Here, Papa Smurf and all his little smurf pals were smurfed repeatly by the wily villain, Gargamel, now re-read as heroic champion, but never snuffed out. So they lived to use the word ``smurf'' as adjective, adverb, and noun in
every episode of a popular television series, thus encouraging poor viewers to ignore the laws of grammar.
Curiously, adults seemed to prefer the small silent types and so a best-selling collection of figurines, which now comprises 309 different smurfs, sprang up. Today, avid members of the British Smurf Collectors' Club will pay #1000 for rare models such as the Neil Armstrong Moon Buggy Smurf. Quite a rise in interest since BP once sold 250,000
figures per week in the seventies, at just 36p to customers buying its National Benzol brand petrol.
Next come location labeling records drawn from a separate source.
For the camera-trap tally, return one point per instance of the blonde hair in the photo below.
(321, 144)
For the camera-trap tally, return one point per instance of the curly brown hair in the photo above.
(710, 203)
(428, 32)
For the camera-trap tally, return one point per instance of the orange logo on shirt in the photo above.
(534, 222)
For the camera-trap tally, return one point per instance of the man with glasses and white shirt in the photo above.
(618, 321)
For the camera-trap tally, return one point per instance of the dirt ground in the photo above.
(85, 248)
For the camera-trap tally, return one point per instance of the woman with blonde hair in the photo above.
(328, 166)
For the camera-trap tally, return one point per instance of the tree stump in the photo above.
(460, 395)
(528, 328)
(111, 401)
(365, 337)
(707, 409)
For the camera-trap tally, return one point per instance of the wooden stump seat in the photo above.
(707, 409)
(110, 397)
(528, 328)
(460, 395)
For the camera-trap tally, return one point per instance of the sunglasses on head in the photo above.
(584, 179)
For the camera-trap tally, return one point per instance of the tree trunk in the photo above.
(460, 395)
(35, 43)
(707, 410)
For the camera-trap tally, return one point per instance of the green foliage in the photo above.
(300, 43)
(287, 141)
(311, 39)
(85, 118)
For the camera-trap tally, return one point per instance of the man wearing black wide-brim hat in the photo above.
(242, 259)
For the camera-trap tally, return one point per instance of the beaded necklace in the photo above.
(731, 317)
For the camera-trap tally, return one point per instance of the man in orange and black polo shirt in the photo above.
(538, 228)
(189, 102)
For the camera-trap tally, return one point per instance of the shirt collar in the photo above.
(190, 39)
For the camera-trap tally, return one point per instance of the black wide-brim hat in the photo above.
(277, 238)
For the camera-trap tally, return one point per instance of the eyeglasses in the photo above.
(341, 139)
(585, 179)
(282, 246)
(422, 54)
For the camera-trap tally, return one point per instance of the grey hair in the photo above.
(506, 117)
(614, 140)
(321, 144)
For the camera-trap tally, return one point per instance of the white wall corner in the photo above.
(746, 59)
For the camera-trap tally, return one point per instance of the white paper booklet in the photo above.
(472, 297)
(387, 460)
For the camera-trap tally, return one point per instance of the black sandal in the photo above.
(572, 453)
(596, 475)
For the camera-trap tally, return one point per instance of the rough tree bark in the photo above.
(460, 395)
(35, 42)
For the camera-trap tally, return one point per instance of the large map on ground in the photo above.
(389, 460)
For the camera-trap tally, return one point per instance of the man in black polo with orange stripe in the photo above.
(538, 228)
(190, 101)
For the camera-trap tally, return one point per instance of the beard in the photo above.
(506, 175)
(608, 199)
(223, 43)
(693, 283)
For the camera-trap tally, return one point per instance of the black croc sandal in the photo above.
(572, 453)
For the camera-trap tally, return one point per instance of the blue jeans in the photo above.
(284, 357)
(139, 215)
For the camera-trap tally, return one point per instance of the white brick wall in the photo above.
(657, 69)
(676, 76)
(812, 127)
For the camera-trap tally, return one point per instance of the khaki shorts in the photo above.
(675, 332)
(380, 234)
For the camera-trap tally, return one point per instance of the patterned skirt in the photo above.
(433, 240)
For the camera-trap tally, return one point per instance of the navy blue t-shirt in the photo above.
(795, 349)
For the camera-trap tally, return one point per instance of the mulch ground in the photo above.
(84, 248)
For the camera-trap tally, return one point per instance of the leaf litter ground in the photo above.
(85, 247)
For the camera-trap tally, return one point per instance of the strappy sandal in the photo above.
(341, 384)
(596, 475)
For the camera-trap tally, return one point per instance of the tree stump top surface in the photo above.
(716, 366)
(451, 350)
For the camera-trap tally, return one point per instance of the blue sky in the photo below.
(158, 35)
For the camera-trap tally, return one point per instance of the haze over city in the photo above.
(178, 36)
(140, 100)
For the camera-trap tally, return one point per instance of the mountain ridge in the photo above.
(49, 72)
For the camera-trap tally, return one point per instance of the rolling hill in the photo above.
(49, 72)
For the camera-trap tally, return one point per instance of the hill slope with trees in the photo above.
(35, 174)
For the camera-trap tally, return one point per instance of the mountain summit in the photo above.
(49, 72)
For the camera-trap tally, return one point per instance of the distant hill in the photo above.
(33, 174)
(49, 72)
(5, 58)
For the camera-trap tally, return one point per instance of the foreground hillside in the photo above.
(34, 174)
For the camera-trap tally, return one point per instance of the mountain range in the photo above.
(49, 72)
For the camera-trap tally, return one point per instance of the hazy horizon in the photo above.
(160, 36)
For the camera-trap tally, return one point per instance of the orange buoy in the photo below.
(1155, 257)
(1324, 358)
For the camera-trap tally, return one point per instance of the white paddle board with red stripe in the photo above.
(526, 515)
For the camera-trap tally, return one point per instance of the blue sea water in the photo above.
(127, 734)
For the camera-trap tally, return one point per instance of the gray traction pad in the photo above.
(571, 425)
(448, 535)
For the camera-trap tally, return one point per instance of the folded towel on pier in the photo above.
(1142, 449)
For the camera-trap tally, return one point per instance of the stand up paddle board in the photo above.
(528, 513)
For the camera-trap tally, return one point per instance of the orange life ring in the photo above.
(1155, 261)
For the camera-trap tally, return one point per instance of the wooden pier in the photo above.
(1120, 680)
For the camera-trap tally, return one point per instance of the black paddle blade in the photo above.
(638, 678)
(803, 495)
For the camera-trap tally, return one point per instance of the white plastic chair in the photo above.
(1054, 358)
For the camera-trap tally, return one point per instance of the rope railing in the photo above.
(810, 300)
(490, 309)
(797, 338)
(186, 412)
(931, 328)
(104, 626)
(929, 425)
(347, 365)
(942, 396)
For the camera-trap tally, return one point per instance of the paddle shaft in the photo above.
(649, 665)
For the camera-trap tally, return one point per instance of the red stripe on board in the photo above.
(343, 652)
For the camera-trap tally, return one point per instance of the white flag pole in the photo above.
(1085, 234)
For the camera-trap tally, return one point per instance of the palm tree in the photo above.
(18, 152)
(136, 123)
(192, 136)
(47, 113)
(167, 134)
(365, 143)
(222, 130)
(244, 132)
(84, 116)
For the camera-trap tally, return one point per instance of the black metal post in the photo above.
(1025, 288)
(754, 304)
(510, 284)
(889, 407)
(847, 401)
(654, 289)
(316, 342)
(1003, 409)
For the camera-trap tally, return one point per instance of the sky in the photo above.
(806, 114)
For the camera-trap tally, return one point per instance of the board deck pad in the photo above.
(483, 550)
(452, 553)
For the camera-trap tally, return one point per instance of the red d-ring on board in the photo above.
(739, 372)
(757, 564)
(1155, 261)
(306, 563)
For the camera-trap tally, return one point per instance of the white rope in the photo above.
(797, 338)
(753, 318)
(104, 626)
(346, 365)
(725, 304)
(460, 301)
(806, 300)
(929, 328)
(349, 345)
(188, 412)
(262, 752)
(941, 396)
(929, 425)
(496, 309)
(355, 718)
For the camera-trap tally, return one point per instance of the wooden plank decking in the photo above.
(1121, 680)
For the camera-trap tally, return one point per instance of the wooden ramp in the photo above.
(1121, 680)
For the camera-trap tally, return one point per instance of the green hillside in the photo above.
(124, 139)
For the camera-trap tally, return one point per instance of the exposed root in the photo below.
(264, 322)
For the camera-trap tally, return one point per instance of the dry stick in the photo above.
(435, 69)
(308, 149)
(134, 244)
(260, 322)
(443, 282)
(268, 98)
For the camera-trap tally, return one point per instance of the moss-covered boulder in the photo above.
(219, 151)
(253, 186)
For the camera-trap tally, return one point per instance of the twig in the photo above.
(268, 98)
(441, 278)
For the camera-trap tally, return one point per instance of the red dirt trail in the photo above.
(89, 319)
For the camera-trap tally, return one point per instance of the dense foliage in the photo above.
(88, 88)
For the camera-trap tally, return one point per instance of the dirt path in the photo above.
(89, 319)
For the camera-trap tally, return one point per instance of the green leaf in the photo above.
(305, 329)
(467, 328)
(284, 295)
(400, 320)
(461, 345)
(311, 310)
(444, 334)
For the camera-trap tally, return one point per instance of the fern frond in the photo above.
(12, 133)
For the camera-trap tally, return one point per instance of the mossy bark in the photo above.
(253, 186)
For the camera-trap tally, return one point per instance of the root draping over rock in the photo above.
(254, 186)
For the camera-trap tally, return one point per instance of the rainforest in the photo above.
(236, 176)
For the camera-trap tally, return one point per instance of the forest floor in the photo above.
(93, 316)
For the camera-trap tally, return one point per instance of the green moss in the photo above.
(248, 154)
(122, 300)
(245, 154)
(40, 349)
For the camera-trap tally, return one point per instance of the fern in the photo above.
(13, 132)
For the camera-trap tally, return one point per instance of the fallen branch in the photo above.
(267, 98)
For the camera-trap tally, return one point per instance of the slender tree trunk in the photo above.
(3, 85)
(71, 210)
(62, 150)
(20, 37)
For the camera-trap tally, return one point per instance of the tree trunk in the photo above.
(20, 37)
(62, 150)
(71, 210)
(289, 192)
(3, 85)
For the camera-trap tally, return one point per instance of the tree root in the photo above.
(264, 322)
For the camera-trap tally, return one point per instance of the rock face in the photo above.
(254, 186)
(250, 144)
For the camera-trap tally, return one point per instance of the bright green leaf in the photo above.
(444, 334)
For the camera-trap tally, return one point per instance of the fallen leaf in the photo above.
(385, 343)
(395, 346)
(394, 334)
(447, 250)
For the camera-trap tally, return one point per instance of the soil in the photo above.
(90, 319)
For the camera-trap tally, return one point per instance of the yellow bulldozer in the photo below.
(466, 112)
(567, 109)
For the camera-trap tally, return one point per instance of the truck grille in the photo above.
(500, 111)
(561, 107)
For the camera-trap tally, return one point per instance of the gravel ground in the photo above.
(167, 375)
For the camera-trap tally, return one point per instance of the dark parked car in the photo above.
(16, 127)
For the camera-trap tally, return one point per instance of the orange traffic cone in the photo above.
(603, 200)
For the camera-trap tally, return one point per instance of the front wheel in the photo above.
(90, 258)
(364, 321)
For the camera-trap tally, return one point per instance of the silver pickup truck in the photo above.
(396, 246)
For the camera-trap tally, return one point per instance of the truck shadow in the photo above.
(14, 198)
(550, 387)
Interest has spread like an infection. The market in Smurfabilia alone is pegged at around #67m, while C&A is about to launch a line in Smurf clothes, no doubt catering to every size.
It's these little plastic figures that bond hundreds of thousands of fans across the globe who communicate by smurfing the internet. The Ultimate Web Smurf Club is littered with messages from people wanting to know why the Olympic figurines are merely re-releases of sporting smurfs from the past and requests for fans to pass
on duplicate smurfs to other good homes.
A recent addition was pages of Hello!-ish smurf weddings complete with monk smurfs and a photographer taking smurfy pictures.
God, it's almost a relief to reach the Official Anti-Smurf page, which consists mainly of a list of reasons why the smurfs are annoying. ``They are blue. What can I say, throughout history blue creatures have been blamed for the world's troubles.''
Hardly a stinking rebuke.
Yet as the little blue creatures are intent on dominating the music charts it was at
least hoped that arch-cynic Jonathan King would re-form his classic seventies band Father Abraphart and the Smurps.
At the time of the last
Belgian invasion King rounded on the little people with a stinging parody entitled: Like a Smurp for Christmas. Unfortunately the single only reached number 58 and disappeared after four weeks.
Were there any plans for a new single?
``Sorry, Jonathan's not particularly interested in The Smurfs at the moment. It's not something that captures his imagination,'' said a friend.
Then all is lost. Pass the hat and paint me blue - if you ain't smurfin' your hurtin'.